Book Review: Telling Lies for Fun & Profit

I hear this book has been around for eons and is a mainstay of writers’ canon. Shrug. Who knew? LOL. Not me. Not until Norwescon this past year when one of the panels referenced Telling Lies for Fun & Profit by Lawrence Block.

I very much liked this book. It’s broken down into section about the market and craft specific things. I found some of his market information and opinions felt very out of date. But his comments on craft were spot on. I took a ton of e-notes, 7% of the book in fact or so the rights management software informed me. (The book allows 10%.)

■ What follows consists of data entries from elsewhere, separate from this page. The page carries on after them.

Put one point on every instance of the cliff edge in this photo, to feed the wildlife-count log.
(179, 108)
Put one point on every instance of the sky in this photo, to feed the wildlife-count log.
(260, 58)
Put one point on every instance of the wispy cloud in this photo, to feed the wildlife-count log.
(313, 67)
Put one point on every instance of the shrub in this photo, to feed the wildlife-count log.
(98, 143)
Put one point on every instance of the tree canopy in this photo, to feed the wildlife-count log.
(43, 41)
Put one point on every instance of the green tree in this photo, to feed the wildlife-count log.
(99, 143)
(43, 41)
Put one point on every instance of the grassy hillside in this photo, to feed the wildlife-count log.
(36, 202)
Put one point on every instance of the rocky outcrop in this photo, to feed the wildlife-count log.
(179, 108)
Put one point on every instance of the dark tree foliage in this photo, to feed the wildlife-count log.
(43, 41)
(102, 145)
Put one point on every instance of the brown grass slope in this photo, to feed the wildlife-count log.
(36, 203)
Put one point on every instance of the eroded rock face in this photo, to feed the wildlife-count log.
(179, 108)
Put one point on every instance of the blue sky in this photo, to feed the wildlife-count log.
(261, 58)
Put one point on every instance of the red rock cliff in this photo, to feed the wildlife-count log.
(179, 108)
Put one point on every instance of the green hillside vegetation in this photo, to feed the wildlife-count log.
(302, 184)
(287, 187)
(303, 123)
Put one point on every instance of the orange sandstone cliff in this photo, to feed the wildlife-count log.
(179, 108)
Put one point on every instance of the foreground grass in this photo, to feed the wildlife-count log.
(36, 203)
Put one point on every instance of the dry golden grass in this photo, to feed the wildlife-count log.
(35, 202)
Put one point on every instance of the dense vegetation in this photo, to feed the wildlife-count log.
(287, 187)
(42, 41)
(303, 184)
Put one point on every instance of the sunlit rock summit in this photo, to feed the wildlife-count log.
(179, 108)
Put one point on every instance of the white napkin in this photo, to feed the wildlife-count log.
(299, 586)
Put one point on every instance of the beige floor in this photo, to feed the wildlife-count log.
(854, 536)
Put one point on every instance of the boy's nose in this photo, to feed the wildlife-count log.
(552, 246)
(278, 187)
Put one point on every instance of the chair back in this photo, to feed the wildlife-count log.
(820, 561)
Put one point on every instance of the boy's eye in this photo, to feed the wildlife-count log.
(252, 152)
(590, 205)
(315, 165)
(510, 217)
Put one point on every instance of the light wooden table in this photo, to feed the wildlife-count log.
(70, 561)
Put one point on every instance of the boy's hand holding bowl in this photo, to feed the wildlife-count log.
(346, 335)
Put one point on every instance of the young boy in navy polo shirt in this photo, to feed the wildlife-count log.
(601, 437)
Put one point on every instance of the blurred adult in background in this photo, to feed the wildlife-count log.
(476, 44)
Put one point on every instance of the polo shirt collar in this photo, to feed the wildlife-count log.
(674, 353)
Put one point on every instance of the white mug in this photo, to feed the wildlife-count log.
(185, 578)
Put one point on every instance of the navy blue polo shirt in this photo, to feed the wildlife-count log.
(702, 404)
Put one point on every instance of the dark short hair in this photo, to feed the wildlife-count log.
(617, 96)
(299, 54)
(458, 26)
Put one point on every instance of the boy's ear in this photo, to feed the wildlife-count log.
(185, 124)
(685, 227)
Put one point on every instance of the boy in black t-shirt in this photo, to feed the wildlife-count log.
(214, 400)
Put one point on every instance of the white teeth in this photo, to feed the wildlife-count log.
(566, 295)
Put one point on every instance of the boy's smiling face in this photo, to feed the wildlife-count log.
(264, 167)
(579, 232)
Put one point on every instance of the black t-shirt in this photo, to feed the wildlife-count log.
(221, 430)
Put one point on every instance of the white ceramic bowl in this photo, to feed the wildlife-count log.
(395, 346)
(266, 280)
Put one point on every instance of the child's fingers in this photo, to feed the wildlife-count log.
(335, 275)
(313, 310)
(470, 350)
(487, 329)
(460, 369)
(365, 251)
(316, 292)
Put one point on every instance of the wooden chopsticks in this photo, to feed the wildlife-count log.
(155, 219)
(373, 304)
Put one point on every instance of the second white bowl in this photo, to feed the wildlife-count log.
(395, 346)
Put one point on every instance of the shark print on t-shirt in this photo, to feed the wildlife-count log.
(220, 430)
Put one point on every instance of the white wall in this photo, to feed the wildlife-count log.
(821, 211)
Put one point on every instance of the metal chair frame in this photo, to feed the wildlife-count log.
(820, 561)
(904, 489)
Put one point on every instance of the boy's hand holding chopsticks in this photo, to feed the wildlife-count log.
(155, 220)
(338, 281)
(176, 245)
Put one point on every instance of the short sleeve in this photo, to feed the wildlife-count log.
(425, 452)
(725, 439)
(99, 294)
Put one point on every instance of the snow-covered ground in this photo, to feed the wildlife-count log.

One of my fave stories he used to demonstrate the importance of close first person narrative with some story lines. He talks about how in the story you are right there with a band of rebels. Their country has been taken over by a neighboring country. They develop a plan to kill the dictator in charge in the hopes of gaining their freedom. The story is told so close in that as a reader you are rooting for the assassin to kill the dictator. Rooting for the rebels right up til the moment when the assassin kills the dictator and you see it’s Abraham Lincoln he’s killed to your cheers.  That story line would never have flown told from a distant omniscient third person POV.

Maybe that’s what makes this book so much fun and informative, the great stories Block tells to demonstrate his points. The chapters are short and the reading easy.

℘℘℘℘ – Four Pages. I have to be honest, I’d never heard of this guy or read any of his fiction works, but if he’s as funny in fiction as he was in non fiction…I’ll definitely check him out.